Melawi  

Yayasan Bahagia Santosa Raya Kelola 10 Dapur MBG di Melawi, Sasar 13 Ribu Penerima Manfaat

Ketua Yayasan Bahagia Santosa Raya, Iif Usfayadi, bersama karyawan di SPPG MBG Dapur Yanulsa Desa Manggala, Kecamatan Pinoh Selatan

MELAWINEWS.COM, MELAWI – Yayasan Bahagia Santosa Raya menjadi satu-satunya lembaga lokal sebagai mitra di Kabupaten Melawi, Provinsi Kalimantan Barat, yang mengelola Satuan Pelayanan Pemenuhan Gizi (SPPG) dalam Program Makan Bergizi Gratis (MBG) melalui dapur mandiri. Selebihnya merupakan lembaga dari luar daerah.

Yayasan Bahagia Santosa Raya tersebut mengelola sebanyak 10 SPPG yang tersebar di delapan kecamatan, yakni Kecamatan Belimbing, Belimbing Hulu, Pinoh Selatan, Pinoh Utara, Menukung, Sayan, Sokan, dan Tanah Pinoh Barat.
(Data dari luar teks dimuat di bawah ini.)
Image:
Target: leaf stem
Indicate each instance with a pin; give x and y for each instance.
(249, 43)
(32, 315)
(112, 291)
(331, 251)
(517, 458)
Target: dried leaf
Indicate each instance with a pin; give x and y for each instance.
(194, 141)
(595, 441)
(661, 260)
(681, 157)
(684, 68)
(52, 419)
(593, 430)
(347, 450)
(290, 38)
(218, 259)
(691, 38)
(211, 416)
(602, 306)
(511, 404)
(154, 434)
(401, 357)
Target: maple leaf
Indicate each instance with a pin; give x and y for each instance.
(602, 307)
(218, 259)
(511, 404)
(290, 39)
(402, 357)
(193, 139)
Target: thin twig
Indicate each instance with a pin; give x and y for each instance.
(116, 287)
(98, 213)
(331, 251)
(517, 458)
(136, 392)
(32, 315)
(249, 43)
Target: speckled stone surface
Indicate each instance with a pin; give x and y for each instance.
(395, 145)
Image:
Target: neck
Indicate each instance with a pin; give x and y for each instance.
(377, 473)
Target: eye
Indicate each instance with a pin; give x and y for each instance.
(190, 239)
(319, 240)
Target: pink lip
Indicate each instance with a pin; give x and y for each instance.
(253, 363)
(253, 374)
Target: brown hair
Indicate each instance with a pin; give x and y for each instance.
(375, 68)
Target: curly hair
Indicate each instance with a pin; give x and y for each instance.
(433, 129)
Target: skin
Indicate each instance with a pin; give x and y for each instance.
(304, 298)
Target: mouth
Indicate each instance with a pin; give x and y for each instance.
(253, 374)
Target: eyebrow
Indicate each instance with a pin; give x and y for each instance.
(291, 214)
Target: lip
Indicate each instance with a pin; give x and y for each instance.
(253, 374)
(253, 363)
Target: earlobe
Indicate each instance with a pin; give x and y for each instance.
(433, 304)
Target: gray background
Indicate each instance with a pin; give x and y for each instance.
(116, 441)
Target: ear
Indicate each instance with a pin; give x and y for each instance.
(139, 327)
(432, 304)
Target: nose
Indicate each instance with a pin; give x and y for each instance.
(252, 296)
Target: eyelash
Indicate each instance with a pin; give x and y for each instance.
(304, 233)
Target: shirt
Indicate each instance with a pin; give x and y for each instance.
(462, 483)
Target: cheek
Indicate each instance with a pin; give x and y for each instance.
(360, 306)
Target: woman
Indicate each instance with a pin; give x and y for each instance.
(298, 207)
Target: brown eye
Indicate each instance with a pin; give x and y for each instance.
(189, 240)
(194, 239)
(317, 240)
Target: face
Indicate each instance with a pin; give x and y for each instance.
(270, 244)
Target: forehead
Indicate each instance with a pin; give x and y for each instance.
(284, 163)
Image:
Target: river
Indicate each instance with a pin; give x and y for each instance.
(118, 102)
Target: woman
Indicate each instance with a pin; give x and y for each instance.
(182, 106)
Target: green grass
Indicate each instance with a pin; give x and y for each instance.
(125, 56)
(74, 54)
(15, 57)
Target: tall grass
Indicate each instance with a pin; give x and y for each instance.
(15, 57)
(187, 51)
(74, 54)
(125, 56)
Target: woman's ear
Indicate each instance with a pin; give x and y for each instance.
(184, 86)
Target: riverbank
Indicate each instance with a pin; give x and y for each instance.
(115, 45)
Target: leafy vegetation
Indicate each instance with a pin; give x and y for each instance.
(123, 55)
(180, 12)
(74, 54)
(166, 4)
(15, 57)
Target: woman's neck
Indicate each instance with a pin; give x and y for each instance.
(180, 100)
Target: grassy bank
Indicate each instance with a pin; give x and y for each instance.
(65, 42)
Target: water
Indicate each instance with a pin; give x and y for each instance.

Ketua Yayasan Bahagia Santosa Raya, Iif Usfayadi, mengatakan bahwa saat ini dapur MBG yang telah beroperasi berada di Kecamatan Belimbing, Tanah Pinoh, dan Menukung. Sementara itu, sejumlah dapur lainnya dijadwalkan mulai beroperasi dalam beberapa hari ke depan, masing-masing di Kecamatan Pinoh Selatan, Sokan, Pinoh Utara, Tanah Pinoh Barat, Belimbing Hulu, serta Kecamatan Sayan.

Menurut Iif, khusus di Kecamatan Tanah Pinoh akan dioperasikan dua dapur MBG yang ditargetkan menjangkau sekitar 2.500 penerima manfaat. Saat ini, satu dapur MBG di kecamatan tersebut telah beroperasi.

“Apabila seluruh dapur MBG di 10 SPPG telah beroperasi penuh, program ini ditargetkan menjangkau sekitar 13.000 sasaran penerima manfaat. Sasaran tersebut meliputi peserta didik dari berbagai jenjang pendidikan, balita, ibu hamil, ibu menyusui, serta tenaga pendidik,” ujar Iif, Jumat (30/1).

Ia menjelaskan bahwa menu MBG disusun oleh tenaga ahli gizi dengan mengacu pada prinsip gizi seimbang. Menu tersebut terdiri atas nasi, tempe, sayur-mayur, buah-buahan, telur, ayam, serta berbagai bahan pangan bergizi lainnya. Selain itu, seluruh perlengkapan dapur telah disesuaikan dengan standar nasional, termasuk penyediaan armada distribusi.

“Namun, untuk wilayah dengan kondisi geografis tertentu seperti Kecamatan Tanah Pinoh Barat, distribusi MBG tidak memungkinkan menggunakan armada darat. Oleh karena itu, pihak yayasan menyiapkan sarana transportasi air berupa perahu atau speedboat guna memastikan kelancaran pendistribusian,” sebutnya.

Iif pun berharap pengelolaan dapur MBG oleh mitra dapat dilakukan secara profesional sehingga manfaat program dapat dirasakan secara berkelanjutan oleh masyarakat.

“Kami berharap pengelolaan dapur dilakukan secara transparan, berkelanjutan, dan tepat sasaran. Program ini harus memberikan dampak positif, tidak hanya bagi kesehatan, tetapi juga terhadap kondisi sosial dan ekonomi masyarakat sekitar,” tegasnya.

Terkait aspek teknis pelaksanaan, pihak pengelola memastikan akan terus melakukan evaluasi secara menyeluruh guna meningkatkan kualitas layanan dan memastikan penyaluran berjalan optimal serta tepat sasaran.

Iif menambahkan bahwa Badan Gizi Nasional (BGN) menetapkan ketentuan bahwa satu yayasan mitra Program MBG hanya diperbolehkan mengelola maksimal 10 dapur atau SPPG dalam satu wilayah yang sama.

Kebijakan tersebut bertujuan untuk menjamin profesionalisme pengelolaan, memperkuat pengawasan, mendorong pemerataan, serta mencegah potensi monopoli.

“Kebijakan ini untuk dapat memastikan kualitas layanan, akuntabilitas program, serta efektivitas operasional dapur MBG agar distribusi manfaat berjalan merata dan tepat sasaran,” pungkasnya.